We do this extensively ;) see the source to Bayes.pm for details.

> But a
> rule-based system can be enfolded into a Bayes solution, because the result
> of evaluating any rule can be considered a token. Imagine if SpamAssassin
> had an optional mode where, instead of using manual scoring, all the active
> rules of its impressively comprehensive ruleset were tokenized?

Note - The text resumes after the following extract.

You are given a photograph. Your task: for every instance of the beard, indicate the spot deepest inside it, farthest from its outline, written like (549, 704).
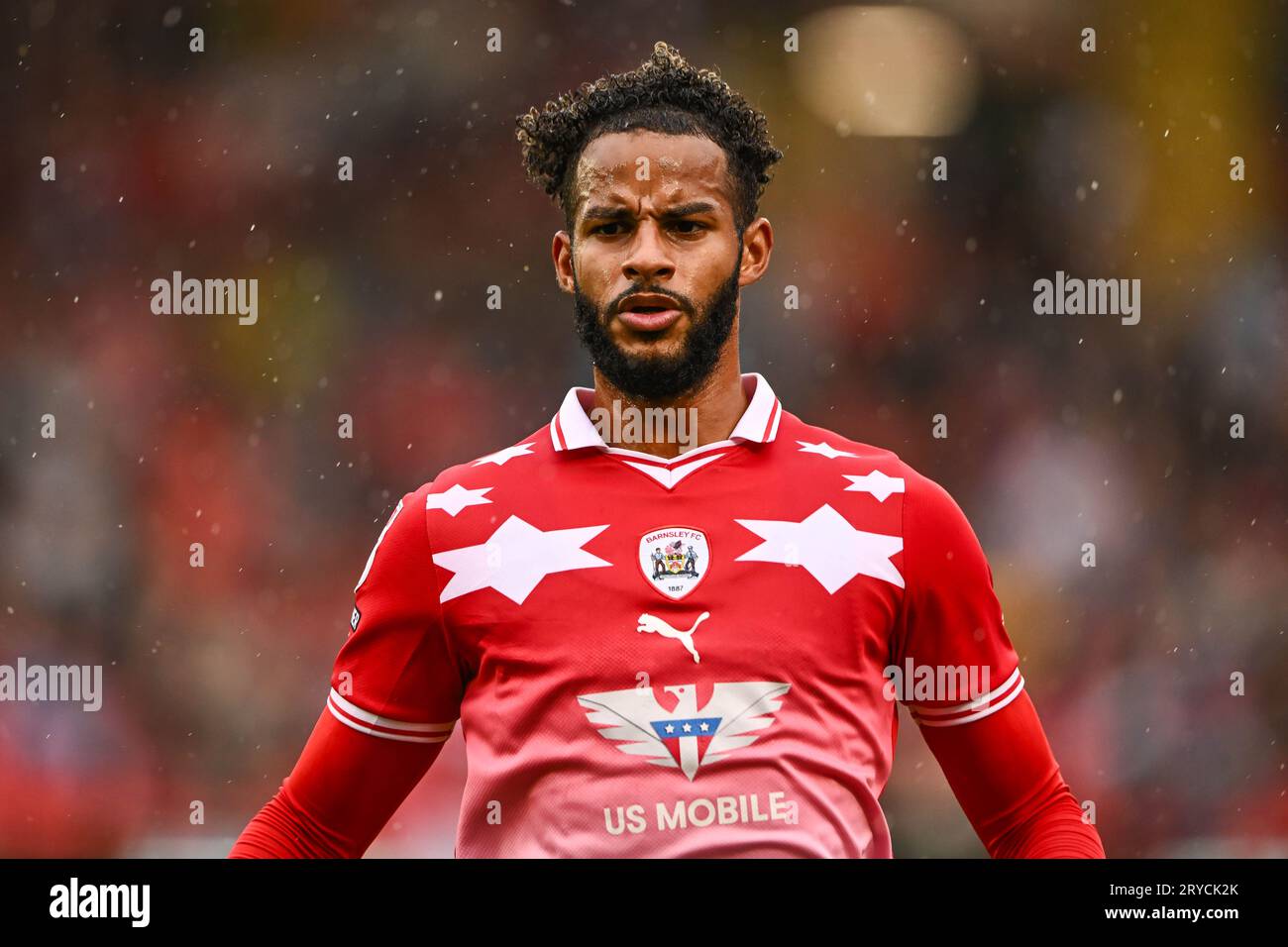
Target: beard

I think
> this would result in most impressive accuracy.

This is under investigation. some previous attempts failed pretty
badly, but we think there might be a way to do it correctly.

> I'm imagining examples such as testing for blacklist membership, which some
> people (mostly elsewhere, apparently) think is a bad idea. I could let
> Bayes decide just exactly how relevant it is to *my* corpus. How about the
> "Message is x% to y% HTML" rules, or "text to image ratio" rules. This
> would develop a very precise profile of what I consider to be ham and spam.
>
> I've emailed Paul Graham and Gary Robinson for their opinions, and both
> agree that this is a good idea. Paul pointed out that he mentions the
> possibility in the appendix to A Plan for Spam, and Gary mentioned a
> commercial product (PureMessage) that apparently does some of this. It sure
> would be nice to see it in SpamAssassin someday.

- --j.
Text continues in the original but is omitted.